Background Single nucleotide polymorphisms (SNPs) on chromosome 9p21 have been recently associated with intracranial aneurysms and stroke. In this study, we tested the association between the rs1333040C>T polymorphism on the 9p21 locus and sporadic brain arteriovenous malformations (BAVMs).
Methods We studied 78 patients with sporadic BAVMs and 103 unaffected controls. Genomic DNA was isolated from peripheral blood and the rs1333040C>T polymorphism was assessed by PCR–restriction fragment length polymorphism using the BsmI restriction endonuclease.
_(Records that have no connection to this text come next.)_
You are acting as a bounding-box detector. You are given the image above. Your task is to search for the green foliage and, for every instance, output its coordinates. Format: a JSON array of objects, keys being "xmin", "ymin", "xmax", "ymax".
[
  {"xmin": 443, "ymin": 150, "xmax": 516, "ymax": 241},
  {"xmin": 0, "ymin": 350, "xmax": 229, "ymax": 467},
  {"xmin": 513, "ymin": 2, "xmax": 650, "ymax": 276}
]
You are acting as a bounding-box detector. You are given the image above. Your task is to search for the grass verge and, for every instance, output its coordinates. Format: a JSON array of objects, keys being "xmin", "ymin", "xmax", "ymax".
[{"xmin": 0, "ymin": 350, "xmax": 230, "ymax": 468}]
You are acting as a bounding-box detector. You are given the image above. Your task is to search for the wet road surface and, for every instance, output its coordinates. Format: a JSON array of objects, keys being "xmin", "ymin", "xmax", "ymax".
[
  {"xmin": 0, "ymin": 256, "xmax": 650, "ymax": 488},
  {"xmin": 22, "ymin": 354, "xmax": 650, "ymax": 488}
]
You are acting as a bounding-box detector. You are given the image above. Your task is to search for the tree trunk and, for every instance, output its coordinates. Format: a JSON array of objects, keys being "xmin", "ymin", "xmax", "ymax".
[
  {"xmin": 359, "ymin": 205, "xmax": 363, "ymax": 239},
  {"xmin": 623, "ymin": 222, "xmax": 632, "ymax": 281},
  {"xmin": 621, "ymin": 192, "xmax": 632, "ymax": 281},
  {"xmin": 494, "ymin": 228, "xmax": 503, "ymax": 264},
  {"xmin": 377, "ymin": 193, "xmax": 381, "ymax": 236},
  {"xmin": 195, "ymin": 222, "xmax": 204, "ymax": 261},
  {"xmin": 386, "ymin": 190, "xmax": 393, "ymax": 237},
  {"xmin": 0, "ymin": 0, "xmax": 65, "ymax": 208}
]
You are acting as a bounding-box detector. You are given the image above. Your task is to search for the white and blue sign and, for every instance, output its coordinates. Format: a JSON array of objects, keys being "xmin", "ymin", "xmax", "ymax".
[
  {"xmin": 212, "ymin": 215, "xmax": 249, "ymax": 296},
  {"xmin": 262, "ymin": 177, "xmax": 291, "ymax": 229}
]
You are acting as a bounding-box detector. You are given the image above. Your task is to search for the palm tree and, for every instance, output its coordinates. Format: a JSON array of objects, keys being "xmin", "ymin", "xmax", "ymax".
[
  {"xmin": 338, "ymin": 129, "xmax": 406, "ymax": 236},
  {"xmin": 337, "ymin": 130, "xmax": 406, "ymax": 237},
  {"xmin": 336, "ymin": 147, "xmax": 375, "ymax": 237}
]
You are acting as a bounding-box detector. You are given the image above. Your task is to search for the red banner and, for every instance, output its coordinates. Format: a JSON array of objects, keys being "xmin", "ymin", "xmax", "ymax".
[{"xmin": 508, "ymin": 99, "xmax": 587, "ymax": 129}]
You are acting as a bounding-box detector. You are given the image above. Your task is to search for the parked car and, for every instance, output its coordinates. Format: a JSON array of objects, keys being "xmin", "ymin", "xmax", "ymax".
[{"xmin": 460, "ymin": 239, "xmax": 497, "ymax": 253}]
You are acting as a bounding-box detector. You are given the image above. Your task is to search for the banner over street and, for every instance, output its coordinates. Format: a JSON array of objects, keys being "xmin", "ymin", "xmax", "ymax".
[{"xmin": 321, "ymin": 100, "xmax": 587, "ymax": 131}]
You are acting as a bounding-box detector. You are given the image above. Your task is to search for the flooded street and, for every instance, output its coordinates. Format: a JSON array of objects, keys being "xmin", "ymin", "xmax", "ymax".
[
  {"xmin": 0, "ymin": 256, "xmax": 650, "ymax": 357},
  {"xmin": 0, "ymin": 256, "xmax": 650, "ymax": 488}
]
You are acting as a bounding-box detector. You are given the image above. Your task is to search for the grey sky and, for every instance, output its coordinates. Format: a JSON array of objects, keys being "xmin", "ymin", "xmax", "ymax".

Results We found that the distribution of the three genotypes (TT/TC/CC) of the rs1333040 polymorphism was significantly different between cases and controls (p=0.02). Using dominant, recessive and additive genetic models, we found that the TT genotype and the T allele were significantly more common in the BAVM group than in controls. We also evaluated whether the rs1333040 polymorphism was associated with prototypical angio-architectural features of BAVMs (such as nidus size, venous drainage pattern and Spetzler–Martin grading) and with the occurrence of seizures and bleeding. We detected a significant association between the homozygous T allele in the recessive model and BAVMs with a nidus >4 cm in diameter. Deep venous drainage was significantly more frequent among subjects carrying at least one T allele in the dominant model. Patients with seizures showed a significant association with the TT genotype and the T allele in all genetic models examined whereas those who experienced intracranial bleeding showed a significant association with the T allele in the trend model.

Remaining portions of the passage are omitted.